Hardware is gating the rate of progress in Artificial Intelligence. Bill Dally is the Chief Scientist and Senior Vice President of Research, Nvidia.
Moore’s law is not providing performance gains but improvement is being made with specialized chips.
Powerful new AI chips are developed to improve the speed and efficiency of today’s systems.
The Nvidia Turing Chip was introduced last year. It achieves its performance through specialization.
Nvidia Turing has a Tensor Core at its heart. It does a 4X4 multiplication matrix. This performs 128 operations in one command. Deep Learning acceleration is mainly this matrix multiplication.
Nvidia has improved inference improvement by 110X in 6 years and Single chip inference was improved by 66X in 6 years.
Nvidia chips went from 28 nanometers to 16 nanometers. This gained 28% of the improvement.
Turing added integer tensor cores.
NVIDIA Chief Scientist Bill Dally gave a talk 6 months ago at the GPU Technology Conference Israel 2018 in Tel Aviv, where he discusses accelerated platforms and the future of computing.

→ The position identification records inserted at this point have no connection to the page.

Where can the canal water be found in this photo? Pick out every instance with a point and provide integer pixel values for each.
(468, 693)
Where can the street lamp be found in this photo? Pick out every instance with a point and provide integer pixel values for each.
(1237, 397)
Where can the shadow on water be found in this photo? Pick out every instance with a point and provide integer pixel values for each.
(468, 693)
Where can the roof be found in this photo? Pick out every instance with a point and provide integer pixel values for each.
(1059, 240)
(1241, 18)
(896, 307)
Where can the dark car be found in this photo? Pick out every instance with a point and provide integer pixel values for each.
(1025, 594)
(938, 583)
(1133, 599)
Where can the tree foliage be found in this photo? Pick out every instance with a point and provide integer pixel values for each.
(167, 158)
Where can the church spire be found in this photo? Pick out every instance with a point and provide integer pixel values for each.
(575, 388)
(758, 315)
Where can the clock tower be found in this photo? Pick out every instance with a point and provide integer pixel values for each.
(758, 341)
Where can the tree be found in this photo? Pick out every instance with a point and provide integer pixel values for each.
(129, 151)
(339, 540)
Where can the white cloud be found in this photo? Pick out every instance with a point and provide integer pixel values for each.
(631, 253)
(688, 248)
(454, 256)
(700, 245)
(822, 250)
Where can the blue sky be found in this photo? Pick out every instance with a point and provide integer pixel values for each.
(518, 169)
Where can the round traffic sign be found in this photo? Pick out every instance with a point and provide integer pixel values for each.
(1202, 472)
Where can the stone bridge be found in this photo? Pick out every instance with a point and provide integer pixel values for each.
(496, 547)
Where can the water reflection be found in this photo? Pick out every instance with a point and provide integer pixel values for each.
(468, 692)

Hotchips gave a 2018 tutorial on deep learning accelerators. They provide a very brief introduction to Deep Neural Nets and their applications in computer vision, speech recognition, and other areas. We review the two key computational elements of Deep Neural Nets: inference and training in regards to their compute and memory requirements. Finally, we review popular target architectures for supporting these applications, including CPUs, GPUs, and custom DNN accelerators, including a discussion around common micro-architectures for acceleration of typical computational patterns and computational considerations around batch sizes, quantization and pruning.In the second portion of this tutorial we turn our focus to the problem of accelerating inference in edge devices.
Nvidia is projecting forward and most of the energy of future chips is in data movement and memory. Most of the work is not for processing and calculation.
They need to get 70 femtojoule or less per MAC. They are considering analog.
AI hardware needs to put most of its work in simulation and training.
Nvidia eats its own dogfood and uses its AI chips for improving their own hardware and applications.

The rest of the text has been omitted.